David Cronenberg’s solution: take elements from it plus earlier works like Queer and Junkie, then add aspects of the writer’s life (like the day he shot his wife dead in a drunken game), and a noirish thriller throughline. The result: a Brundlefly fusion of the author and the director’s sensibilities.
Thick with kink and deadpan black humour, the film drifts between reality and hallucination.
Peter Weller is author surrogate William Lee, who decamps to Interzone (an analogue of Burroughs hangout Tangier), recruited to infiltrate the drug trade. It’s a shame that, due to the Gulf War, location filming in Morocco fell through – it all feels very stage-bound. Otherwise, there can be few complaints.
Weller, a Burroughs fan who lobbied for the role, plays Lee with laconic detachment, aceing some classic routines. Key innovations (like a giant bug/typewriter that speaks through a sphincter-like orifice) are imaginatively grotesque. And the score is stunning, wedding Howard Shore’s orchestral compositions to Ornette Coleman’s squalls of improvised saxophone, to suitably strung-out/dissolute effect.

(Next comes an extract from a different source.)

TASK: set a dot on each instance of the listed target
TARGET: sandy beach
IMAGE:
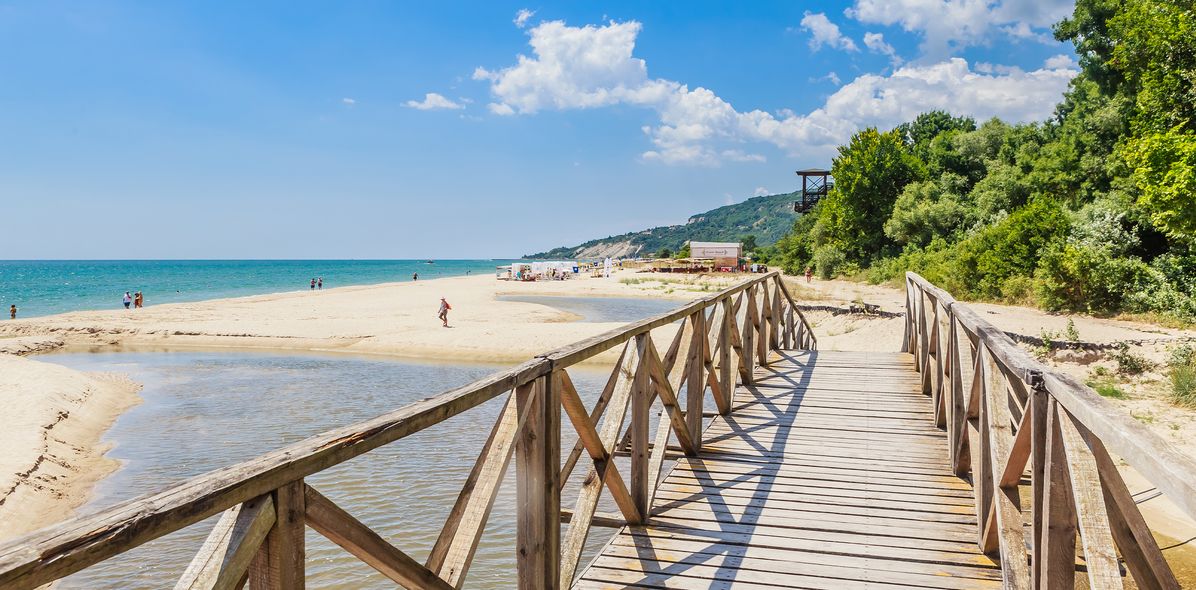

Extras A fascinating hour-long Weller interview sees the actor speaking eloquently and with great passion about his admiration for Burroughs (and sharing a wild acid trip story). “Naked Making Lunch” (55 minutes, 1992), is a solid TV doc which includes on-set footage and interviews with the author and director. Of four more interviews (62 minutes), only effects guy Chris Walas’s is of note. There’s also an hour-long talking head on Burroughs, a decent “visual essay” (28 minutes), and some score chat (31 minutes). An old Cronenberg commentary is rather sporadic, but informative enough to make a new critical track feel redundant. Plus: trailer; galleries; 80-page book; poster; postcards. Ian Berriman
Cronenberg and Weller later gifted the cat-loving Burroughs a Korat kitten (a grey pedigree breed). He named it Boy.